Ultra-eclectic keyboard artist and composer Anne Watts and the group Boister will once again play their original score to Buster Keaton's mind-expanding silent comedy "Steamboat Bill, Jr." (1928) Saturday at 8 p.m. and 10 p.m. at the Chesapeake Arts Center. Few pictures are more energizing than this often-overlooked masterpiece. It starts as a bizarre yet modest farce about the vain attempts of a collegiate son (Keaton) to bond with his river-tramp dad (Ernest Torrence) and builds into a surreal epic that induces euphoria. Watts and Boister wisely don't compete with Keaton for your attention. Their score, which quotes everything from "Stormy Weather" to "We Are the Champions," rises and falls with the ebb and flow of the reluctant hero's adventures.

"Steamboat Bill, Jr." inspired Walt Disney's first Mickey Mouse cartoon with sound, "Steamboat Willie"; "Mickey Mouse music" swiftly became the term for scores that mechanically echoed every bit of action on the screen. Luckily, there's nothing Mickey Mouse about Watts and Boister's music. Their segues from ambling pastoral themes to percolating urban riffs underline the Oedipal conflicts of a Boston-bred son and a barnacled Big River-riding dad.

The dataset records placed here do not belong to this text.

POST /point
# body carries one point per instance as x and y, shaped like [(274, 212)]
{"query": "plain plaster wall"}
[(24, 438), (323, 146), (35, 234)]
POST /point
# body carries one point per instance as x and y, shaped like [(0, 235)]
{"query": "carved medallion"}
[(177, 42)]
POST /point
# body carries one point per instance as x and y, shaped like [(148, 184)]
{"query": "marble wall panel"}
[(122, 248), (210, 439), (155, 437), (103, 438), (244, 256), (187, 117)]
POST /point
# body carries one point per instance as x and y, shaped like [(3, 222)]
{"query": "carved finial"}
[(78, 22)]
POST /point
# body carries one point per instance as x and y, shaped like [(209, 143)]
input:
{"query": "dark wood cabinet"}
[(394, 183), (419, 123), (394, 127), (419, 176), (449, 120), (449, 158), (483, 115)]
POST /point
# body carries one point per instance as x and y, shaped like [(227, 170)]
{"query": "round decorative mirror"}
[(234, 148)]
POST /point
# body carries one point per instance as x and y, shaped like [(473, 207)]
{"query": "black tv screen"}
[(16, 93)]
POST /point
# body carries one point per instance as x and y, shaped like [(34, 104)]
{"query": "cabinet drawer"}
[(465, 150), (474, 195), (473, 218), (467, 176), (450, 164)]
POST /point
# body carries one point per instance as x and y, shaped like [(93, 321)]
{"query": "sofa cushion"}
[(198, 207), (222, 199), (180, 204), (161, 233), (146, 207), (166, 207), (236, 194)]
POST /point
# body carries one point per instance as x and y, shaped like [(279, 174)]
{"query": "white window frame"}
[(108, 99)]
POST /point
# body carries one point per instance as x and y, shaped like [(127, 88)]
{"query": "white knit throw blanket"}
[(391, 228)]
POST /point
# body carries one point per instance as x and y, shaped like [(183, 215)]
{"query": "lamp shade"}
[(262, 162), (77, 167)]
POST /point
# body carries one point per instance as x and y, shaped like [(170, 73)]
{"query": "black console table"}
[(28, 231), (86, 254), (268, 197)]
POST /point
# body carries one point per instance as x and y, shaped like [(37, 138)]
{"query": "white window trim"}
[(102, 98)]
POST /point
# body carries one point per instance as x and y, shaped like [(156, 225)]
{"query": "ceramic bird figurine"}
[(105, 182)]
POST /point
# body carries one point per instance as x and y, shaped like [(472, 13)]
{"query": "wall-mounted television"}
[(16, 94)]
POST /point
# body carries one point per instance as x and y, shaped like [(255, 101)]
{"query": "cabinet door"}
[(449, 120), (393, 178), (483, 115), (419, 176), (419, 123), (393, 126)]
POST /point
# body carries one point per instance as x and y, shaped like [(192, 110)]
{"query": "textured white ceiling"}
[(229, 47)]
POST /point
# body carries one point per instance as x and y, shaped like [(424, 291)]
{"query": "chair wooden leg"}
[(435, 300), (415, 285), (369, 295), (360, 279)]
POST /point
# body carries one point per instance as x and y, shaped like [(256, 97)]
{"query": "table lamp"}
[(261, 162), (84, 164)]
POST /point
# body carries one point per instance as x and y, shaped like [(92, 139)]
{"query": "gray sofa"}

Boister accompanies "Steamboat Bill, Jr." on Saturday, 8 p.m. and 10 p.m., at Chesapeake Arts Center, 194 Hammonds Lane; call 410-636-6597 or go to chesapeakearts.org.

EXPERIMENTS AT MICA

Baltimore natives Julia Oldham and Stephanie Barber are among the 27 artists participating in Washington Project for the Arts' Experimental Media Series, "a multi-evening screening of innovative international video and sound art" showcased for two nights this week at Maryland Institute College of Art. Kelly Gordon, associate curator at the Hirshhorn Museum and Sculpture Garden, who selected the work, has promised a "robustly diverse" slate, "linked only by my definition of quality."